Semut adalah binatang yang selalu bertegur sapa dan bersalaman ketika bertemu dengan yang lain. Bahkan karena akrabnya, mereka saling cium pipi antara satu dengan yang lain.

 Menurut hasil pengamatan, cium pipi yang dicontohkan semut adalah cium pipi keakraban. Di mana, mereka memulainya dari pipi kiri kemudian pipi kanan.Begitulah sikap mulia semut yang juga mesti dicontoh manusia. Hendaklah mereka ketika bertemu dengan yang lain, saling tegur sapa dan memberi salam. Terlepas, apakah dia orang yang kita kenal atau bukan.
Semut adalah binatang yang kreatif dan selalu bergerak. Semut adalah binatang yang tidak kenal lelah, tidak suka bermalasan dan berpangku tangan. Tidak akan ditemui seekor semut yang tidur pulas, apalagi dalam waktu yang lama. 
Semut adalah biantang yang kuat, karena seekor semut mampu menarik baban sebesar sepuluh kali berat bobot badannya. Hal itu tentu juga mesti menjadi contoh bagai manusia terutama umat Islam. Seorang mukmin mestilah kuat baik fisik, akal maupun rohani.

Bukankah Rasulullah saw. pernah bersabda bahwa “seorang mukmin yang kuat lebih utama dibandingkan mukmin yang lemah”
Semut adalah binatang yang suka hidup teratur dan disiplin. Coba perhatikan jika sekelompok semut sedang berjalan. Yang terlihat adalah keteraturan dan kedisiplinan yang tinggi. Segerombolan semut akan berjalan dengan teratur, antri, tidak saling mendahului apalagi saling injak satu sama lain. Jika semut bisa hidup teratur, disiplin serta patuh pada aturan, lalu kanapa manusia yang berakal tidak bisa diatur dan selalu melanggar aturan tersebut. 
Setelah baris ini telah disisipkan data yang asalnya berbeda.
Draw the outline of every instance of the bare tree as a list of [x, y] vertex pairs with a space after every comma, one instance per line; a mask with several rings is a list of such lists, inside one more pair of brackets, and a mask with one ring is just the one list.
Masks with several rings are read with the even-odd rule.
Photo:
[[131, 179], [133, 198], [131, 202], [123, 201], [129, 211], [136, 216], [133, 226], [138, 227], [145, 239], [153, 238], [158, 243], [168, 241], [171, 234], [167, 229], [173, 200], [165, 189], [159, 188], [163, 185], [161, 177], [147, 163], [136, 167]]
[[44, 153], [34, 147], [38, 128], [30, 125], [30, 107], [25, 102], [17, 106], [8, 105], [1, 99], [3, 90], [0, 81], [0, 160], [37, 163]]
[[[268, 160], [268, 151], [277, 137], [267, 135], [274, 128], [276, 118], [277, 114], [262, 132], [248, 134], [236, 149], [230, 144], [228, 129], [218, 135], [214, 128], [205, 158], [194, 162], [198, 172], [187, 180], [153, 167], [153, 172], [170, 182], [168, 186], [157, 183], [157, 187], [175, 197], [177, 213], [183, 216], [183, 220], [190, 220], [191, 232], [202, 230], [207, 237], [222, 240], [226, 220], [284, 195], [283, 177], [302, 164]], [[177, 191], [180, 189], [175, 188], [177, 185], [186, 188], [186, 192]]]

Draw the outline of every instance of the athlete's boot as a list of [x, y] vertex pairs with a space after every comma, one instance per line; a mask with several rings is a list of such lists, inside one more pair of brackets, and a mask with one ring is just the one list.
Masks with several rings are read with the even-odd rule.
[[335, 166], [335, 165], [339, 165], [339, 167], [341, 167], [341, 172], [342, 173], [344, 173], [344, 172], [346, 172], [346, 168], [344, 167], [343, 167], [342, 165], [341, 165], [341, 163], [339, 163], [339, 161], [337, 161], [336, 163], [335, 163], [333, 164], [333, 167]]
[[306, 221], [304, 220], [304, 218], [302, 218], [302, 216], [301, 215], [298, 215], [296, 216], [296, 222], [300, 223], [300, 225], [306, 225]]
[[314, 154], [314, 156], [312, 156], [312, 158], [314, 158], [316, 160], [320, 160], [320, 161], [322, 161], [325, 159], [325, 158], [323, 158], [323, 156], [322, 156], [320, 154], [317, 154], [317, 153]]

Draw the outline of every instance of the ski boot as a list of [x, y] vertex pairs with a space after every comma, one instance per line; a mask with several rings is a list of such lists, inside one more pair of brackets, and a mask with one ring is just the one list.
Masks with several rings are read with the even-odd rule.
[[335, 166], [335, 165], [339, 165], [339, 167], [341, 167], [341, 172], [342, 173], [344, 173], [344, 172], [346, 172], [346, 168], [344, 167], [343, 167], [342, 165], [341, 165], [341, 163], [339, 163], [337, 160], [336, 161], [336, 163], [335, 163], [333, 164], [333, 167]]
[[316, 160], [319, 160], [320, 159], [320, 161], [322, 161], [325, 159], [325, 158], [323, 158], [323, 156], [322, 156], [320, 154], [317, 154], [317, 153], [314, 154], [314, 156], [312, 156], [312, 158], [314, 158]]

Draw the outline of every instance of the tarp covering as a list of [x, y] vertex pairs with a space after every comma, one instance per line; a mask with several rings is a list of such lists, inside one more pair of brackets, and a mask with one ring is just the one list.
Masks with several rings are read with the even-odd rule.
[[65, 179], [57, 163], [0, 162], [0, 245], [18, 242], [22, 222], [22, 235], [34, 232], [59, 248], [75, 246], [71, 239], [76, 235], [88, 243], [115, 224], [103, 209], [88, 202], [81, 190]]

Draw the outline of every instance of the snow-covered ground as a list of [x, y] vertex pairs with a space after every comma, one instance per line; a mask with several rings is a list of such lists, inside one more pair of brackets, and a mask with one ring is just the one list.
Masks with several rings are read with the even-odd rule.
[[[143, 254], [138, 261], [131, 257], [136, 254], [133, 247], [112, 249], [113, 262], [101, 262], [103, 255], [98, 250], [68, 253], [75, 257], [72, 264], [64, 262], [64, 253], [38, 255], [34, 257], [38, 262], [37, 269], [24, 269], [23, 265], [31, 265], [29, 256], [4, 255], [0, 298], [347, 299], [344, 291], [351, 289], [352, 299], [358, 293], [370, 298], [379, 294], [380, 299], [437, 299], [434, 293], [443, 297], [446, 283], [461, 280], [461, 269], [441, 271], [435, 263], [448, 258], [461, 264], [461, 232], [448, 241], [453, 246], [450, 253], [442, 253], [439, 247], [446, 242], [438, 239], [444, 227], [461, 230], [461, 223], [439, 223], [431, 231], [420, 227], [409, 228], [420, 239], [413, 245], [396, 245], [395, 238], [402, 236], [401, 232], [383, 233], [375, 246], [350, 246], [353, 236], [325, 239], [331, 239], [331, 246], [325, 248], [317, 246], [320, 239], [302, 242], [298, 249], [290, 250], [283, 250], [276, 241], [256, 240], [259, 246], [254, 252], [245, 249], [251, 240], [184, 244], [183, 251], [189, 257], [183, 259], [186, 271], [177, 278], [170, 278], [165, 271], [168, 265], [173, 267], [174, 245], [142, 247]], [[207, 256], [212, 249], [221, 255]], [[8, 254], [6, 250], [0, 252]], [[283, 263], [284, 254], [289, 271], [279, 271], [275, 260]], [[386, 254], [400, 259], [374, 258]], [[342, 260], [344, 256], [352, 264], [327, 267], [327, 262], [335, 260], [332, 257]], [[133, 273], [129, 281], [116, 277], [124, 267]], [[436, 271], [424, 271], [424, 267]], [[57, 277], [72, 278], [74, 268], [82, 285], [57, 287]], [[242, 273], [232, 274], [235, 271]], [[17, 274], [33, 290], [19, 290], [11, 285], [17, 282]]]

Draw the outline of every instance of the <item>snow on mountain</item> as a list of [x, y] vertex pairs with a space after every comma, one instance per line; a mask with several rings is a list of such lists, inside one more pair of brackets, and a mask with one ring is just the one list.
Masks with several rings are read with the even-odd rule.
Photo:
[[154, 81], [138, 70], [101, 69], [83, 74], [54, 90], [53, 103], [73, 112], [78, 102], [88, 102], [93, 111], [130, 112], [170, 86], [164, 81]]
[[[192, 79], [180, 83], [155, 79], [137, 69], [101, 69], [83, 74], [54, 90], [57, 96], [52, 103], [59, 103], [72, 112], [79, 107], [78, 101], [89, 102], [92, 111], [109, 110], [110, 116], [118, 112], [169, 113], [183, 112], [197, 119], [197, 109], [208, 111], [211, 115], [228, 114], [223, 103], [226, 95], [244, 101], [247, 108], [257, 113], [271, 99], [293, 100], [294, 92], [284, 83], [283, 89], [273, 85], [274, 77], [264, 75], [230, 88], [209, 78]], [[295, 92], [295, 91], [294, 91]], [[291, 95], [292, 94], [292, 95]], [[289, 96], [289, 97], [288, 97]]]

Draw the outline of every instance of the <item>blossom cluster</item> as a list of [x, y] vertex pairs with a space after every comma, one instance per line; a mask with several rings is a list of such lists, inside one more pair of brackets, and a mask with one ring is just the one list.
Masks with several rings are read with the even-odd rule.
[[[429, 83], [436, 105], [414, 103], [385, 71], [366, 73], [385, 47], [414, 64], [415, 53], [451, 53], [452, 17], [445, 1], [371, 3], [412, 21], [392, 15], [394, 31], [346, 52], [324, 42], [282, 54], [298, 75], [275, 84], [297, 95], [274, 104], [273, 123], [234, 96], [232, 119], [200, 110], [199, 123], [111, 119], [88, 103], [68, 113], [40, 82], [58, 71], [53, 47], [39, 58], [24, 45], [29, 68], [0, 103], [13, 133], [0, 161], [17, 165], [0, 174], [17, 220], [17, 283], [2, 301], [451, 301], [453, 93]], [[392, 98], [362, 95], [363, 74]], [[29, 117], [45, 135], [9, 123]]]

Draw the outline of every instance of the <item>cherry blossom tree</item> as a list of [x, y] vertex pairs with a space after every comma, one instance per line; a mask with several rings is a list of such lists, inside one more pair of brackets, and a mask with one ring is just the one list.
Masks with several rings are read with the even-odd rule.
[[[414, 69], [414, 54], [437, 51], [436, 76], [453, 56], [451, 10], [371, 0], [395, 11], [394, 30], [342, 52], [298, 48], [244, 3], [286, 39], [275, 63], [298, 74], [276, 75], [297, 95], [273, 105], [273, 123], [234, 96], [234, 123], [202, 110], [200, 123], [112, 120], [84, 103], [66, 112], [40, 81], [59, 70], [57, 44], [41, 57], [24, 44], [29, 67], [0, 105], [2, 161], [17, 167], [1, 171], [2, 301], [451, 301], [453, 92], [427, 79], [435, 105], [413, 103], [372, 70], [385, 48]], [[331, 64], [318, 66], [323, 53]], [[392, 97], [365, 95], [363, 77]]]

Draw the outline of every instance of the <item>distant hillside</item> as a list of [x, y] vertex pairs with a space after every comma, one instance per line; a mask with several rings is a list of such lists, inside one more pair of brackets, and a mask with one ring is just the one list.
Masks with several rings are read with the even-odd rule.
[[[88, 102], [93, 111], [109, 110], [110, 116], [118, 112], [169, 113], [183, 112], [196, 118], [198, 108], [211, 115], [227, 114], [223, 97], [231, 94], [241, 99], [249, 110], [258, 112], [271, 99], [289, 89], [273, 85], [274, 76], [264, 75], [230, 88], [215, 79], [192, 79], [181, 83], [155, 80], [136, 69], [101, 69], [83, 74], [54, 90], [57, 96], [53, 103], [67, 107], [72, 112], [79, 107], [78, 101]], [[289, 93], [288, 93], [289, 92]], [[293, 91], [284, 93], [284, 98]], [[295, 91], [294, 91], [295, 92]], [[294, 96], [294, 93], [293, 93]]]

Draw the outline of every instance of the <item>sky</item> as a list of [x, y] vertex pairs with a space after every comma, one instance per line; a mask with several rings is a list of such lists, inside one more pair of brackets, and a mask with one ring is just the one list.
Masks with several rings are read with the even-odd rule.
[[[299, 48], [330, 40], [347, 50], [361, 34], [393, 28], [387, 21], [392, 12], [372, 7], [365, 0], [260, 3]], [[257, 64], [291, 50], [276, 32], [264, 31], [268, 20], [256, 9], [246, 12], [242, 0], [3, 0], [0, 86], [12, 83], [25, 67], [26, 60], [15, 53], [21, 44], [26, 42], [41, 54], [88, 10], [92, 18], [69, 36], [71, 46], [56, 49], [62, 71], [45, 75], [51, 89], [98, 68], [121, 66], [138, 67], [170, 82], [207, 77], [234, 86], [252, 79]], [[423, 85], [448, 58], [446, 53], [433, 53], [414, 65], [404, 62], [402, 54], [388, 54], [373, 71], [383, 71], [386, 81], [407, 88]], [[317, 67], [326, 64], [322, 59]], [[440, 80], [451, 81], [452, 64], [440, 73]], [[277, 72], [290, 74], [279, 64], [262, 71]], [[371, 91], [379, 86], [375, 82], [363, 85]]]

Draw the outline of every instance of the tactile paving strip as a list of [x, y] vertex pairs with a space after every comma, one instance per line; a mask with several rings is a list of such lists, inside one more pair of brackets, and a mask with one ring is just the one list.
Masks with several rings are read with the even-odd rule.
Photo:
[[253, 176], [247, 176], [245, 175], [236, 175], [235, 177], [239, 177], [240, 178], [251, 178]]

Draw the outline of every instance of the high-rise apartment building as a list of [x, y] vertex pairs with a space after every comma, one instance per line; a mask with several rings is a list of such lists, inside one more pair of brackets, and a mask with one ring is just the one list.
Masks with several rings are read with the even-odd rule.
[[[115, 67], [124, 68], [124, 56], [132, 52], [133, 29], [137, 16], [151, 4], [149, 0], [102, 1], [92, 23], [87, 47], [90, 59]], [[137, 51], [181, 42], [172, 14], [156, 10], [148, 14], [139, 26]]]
Filosofi hebat semut yang bisa kita tiru :
  •  Never Give Up.


Pernah mencoba menghalangi jalan seekor semut? Apa yang terjadi? Si semut pasti berusaha untuk mencari jalan lain. Kita halangi lagi jalan lain yang akan di tempuh,dan dia tetap mencari jalan lain untuk menlanjutkan perjalanannya. Terus-terusan kita halangi jalannya dan pasti terus-terusan pula dia mencari jalan lain bahkan dia akan mendaki,meskipun resikonya kehilangan nyawanya. Hikmah yang bisa kita ambil dari hal tersebut adalah bahwa seekor semut tidak pernah menyerah terhadap halangan apapun yang menghambat atau menghalangi tujuannya.

  • TeamWork.

Kalau mau belajar kerja sama, kita harus belajar kepada semut. Jika seekor semut menemukan makanan yang cukup besar, maka ia akan mengundang rekan-rekannya untuk bersama-sama menggotong makanan tersebut ke gudang mereka. Mereka akan mengerubuti makanan tersebut dari semua arah dan berusaha membawanya bersama-sama. Jika makanan itu terlalu besar dan berat untuk digotong bersama-sama, maka mereka akan merobek makanan tersebut menjadi kecil-kecil dan membawa potongan yang kecil-kecil itu ke gudang sarang mereka. Tidak ada yang menyombongkan diri karena sudah menemukan makanan tersebut. Tidak ada juga yang membanggakan diri karena bisa membawa potongan yang lebih besar. Bahkan jika diperjalanan ada celah besar dan dalam yang menghalani jalannya, ternyata yang terjadi adalah ada sebagian semut mengorbankan diri mereka dengan cara merekatkan diri menjadi jembatan hidup guna kelancaran perkerjaan rekan-rekan semut yang lain. Tujuan mereka hanya satu, kerjasama menyelesaikan pekerjaan besar tersebut.


The Winner selalu berfikir mengenai kerja sama, sementara The Looser selalu berfikir bagaimana menjadi tokoh yang paling berjaya. Untuk membentuk ikatan persahabatan dan persaudaraan harus ada kerendahan hati dan keikhlasan bekerja sama.